I have a Clematis peniculata that the bees have continued to work. It has not been killed by cold temps yet and continues to flower. I'm not sure how much nectar they get from it.

I have planted several seedlings this fall along the fence in my backyard.

Tom


----------



## markmaster (Jan 21, 2010)

Honeysuckle, if your fence is strong enough to support the eventual weight; I have one fenceline covered in blackberry (had to train it to the fence and keep it clipped, though).


----------



## beth14kk9 (Sep 20, 2010)

The bees here in the south also love coral vine. My bee mentor gave us some seeds off of his to start for next spring. He has his back fence covered with it and it's just beautiful in the summer and seems to be pretty drought resisitant.


----------



## markmaster (Jan 21, 2010)

beth14kk9 said:


> The bees here in the south also love coral vine. My bee mentor gave us some seeds off of his to start for next spring. He has his back fence covered with it and it's just beautiful in the summer and seems to be pretty drought resisitant.


Sounds like a winner! Any pictures of this vine to share?


----------



## KeithC (Jun 15, 2010)

here ya go


----------



## markmaster (Jan 21, 2010)

Good-looking flower ... it appears from one of the pix that this might be a bit invasive -- is it? Or does it just need lots of pruning to control?


----------



## KeithC (Jun 15, 2010)

this is what Florida thinks about it Here


----------



## markmaster (Jan 21, 2010)

Thanks, KeithC, for the link .... I'll skip the coral vine -- we have had enough troubles with kudzu and trumpet vine. I doubt if my neighbors would appreciate another invader!


----------



## beth14kk9 (Sep 20, 2010)

I've never seen it be a problem here in NW Fla. It seems fairly hardy, but I've not seen it get out of control. It dies back after a frost, but comes back out in spring. It's funny what is a problem plant for some and not others. I have another plant, a cape honeysuckle that I just love that says confined to a small area beside by house, but a lady at our local Ex.

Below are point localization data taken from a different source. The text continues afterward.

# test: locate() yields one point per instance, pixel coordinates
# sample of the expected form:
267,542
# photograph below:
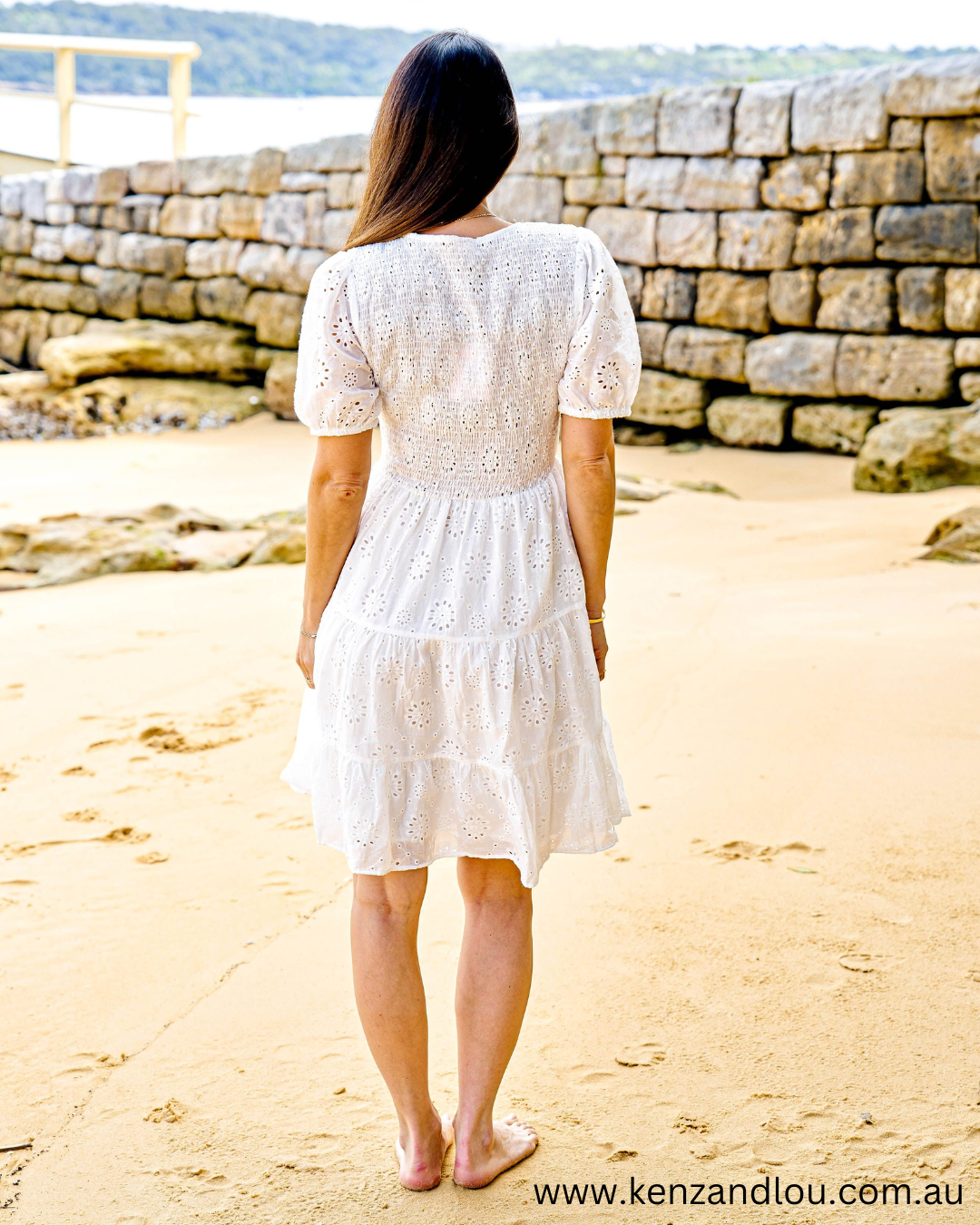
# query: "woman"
452,634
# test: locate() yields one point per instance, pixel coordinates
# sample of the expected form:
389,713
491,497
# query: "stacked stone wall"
800,255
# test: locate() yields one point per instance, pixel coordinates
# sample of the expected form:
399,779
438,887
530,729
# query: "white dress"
456,708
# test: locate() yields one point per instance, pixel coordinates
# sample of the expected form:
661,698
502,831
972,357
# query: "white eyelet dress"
456,708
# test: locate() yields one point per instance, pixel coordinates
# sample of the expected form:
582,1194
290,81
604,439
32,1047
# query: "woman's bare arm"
590,462
333,505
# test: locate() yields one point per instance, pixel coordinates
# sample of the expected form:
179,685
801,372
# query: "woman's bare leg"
492,993
391,1004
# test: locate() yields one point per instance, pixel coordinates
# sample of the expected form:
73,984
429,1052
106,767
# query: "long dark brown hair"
445,133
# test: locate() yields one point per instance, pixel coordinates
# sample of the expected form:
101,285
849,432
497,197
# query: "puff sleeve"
336,389
602,373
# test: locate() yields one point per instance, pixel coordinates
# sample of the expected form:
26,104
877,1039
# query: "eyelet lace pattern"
456,708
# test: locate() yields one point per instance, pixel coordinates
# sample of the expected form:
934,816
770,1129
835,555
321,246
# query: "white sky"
674,24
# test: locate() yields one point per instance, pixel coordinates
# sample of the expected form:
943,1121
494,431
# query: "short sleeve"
336,389
602,373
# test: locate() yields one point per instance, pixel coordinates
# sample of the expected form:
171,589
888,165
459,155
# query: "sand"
784,944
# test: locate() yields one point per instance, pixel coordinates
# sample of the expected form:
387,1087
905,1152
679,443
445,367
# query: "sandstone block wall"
800,255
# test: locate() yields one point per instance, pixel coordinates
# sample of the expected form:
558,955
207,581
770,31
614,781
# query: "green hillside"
259,54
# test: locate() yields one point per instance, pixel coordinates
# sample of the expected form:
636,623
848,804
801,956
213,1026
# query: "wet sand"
784,941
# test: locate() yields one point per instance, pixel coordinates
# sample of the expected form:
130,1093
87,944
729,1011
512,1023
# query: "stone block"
855,299
762,119
882,178
627,126
840,112
842,235
167,299
926,233
749,420
669,293
833,426
652,337
79,242
799,182
688,240
190,217
630,234
791,364
594,190
921,297
222,298
793,297
331,153
276,318
524,198
756,241
240,216
706,353
669,399
899,368
945,86
696,120
728,299
962,308
654,182
953,158
717,182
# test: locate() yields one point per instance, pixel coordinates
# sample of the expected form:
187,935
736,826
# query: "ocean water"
224,125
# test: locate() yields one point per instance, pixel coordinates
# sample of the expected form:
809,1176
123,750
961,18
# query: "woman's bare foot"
478,1164
420,1158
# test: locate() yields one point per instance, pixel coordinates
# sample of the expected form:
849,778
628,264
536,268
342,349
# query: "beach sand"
776,972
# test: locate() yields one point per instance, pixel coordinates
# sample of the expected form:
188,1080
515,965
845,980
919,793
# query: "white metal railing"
66,46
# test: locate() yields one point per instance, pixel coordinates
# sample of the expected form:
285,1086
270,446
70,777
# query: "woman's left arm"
338,484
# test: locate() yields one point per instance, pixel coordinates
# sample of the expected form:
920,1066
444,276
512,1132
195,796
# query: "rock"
706,353
190,217
885,178
953,158
799,182
956,538
897,368
721,182
843,235
627,126
280,386
927,233
667,399
594,189
654,181
946,86
697,120
756,241
762,119
222,298
840,112
793,297
630,234
921,296
668,293
688,240
916,450
855,299
749,420
791,364
962,310
276,318
727,299
524,198
833,426
151,347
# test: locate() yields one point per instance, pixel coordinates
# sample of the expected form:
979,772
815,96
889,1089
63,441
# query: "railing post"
181,88
64,88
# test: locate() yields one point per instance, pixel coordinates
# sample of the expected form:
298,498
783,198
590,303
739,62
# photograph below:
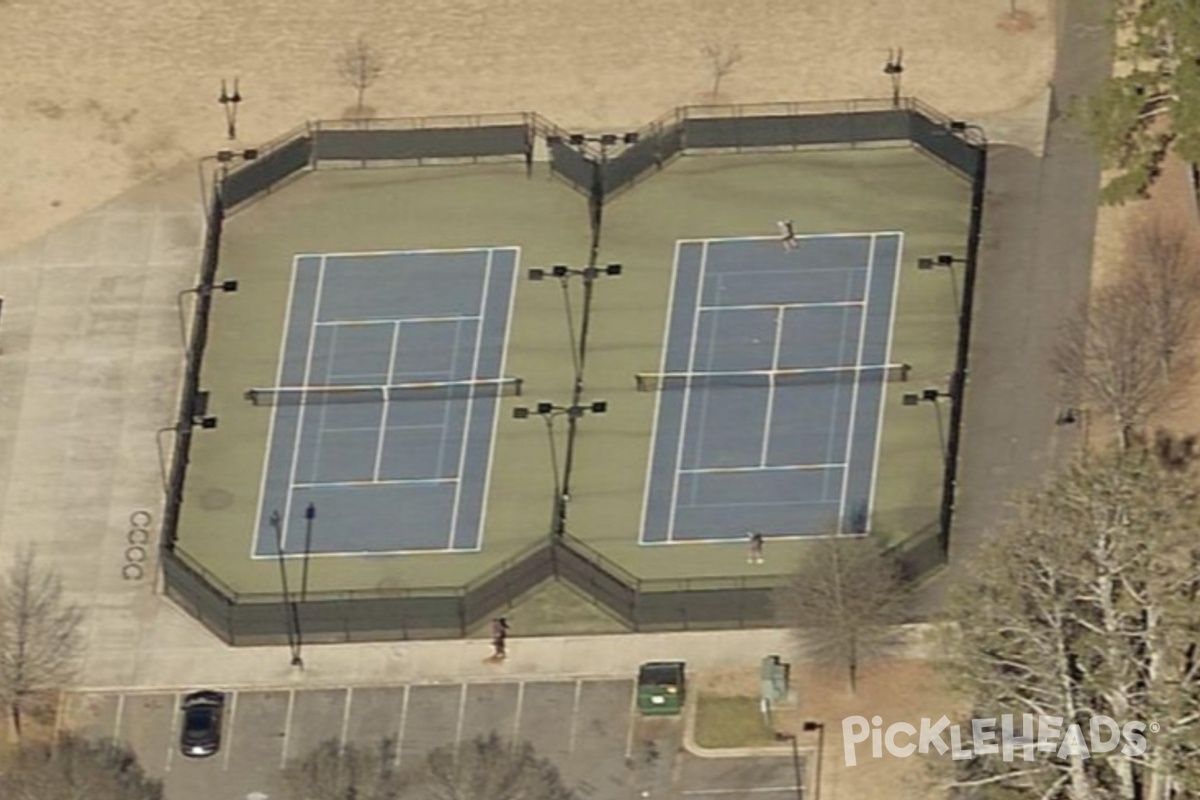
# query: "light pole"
796,761
203,290
549,413
310,516
205,422
931,396
894,68
579,346
229,102
809,727
947,262
291,614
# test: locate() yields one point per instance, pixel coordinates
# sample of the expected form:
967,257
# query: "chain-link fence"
600,173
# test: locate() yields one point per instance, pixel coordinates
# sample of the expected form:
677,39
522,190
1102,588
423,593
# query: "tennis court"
772,388
385,402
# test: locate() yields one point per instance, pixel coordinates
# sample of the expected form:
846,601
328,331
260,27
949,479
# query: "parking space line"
462,716
117,720
761,789
287,727
346,719
575,717
231,727
400,729
633,720
175,711
516,715
64,698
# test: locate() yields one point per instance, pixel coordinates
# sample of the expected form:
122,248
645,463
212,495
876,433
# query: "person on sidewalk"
756,543
499,638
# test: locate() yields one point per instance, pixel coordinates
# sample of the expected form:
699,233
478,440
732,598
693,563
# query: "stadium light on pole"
204,422
931,396
202,290
894,68
549,413
229,102
947,262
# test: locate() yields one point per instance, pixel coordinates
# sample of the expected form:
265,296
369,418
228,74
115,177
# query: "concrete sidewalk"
185,666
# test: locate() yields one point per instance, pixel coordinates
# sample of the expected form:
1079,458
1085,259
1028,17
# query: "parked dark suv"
201,735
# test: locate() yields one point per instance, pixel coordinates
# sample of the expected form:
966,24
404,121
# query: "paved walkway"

Service plant sale said she had a problem with hers spreading and getting out of control. Go figure. Maybe I have a different variety or maybe it's my particular soil... Anyway, I look forward to getting a fence row of coral vine started this spring. It's looks really pretty en masse.

Beth


----------



## KeithC (Jun 15, 2010)

trying to find some seed for this spring myself


----------



## green2btree (Sep 9, 2010)

Invasive plants can be quite variable from variety to variety. Here in Iowa we are having a huge problem with Russian Olive. I am fighting a losing battle on my property. It has been planted as a windbreak and wildlife food source for awhile and yet it seems that only recently has it exploded across the landscape. I suspect that a new variety turned up that just loves the conditions in the Midwest. On a recent drive from Iowa to Pennsylvania there was nowhere that I did not spot it.
The problem with anything that spreads by seed is that every time the plant sets seed you are rolling the dice and taking a chance on a new variety that will be different from the parent in some way.

JC


----------



## summer1052 (Oct 21, 2007)

Climate makes a huge difference on some of these things. I live in south TX now, lived in GA at one time, but spent the most time in the Denver area. Used to vacation in NM a LOT. 

Coral Vine/Heavenly Vine/Bleeding Heart Vine does grow well here, and the bees do love it. I have great difficulty picturing it becoming invasive in NM. I suppose it could -- that's always possible, but I think it unlikely. The growing climate in the Intermountain West requires more nurturing than the warm south. In fact, it may be too dry in NM for it to thrive.

In this part of TX, like lots of FL and GA and MS, horticulture involves dropping a seed and getting out of the way. You fight to keep it from taking over. In 35 years in Denver the only thing I ever saw grow like that was bind weed (tie vine) and wild purslane. The dry(!) climate and freezing winters tame a lot of things that might otherwise get adventurous.

Good luck!
Summer


----------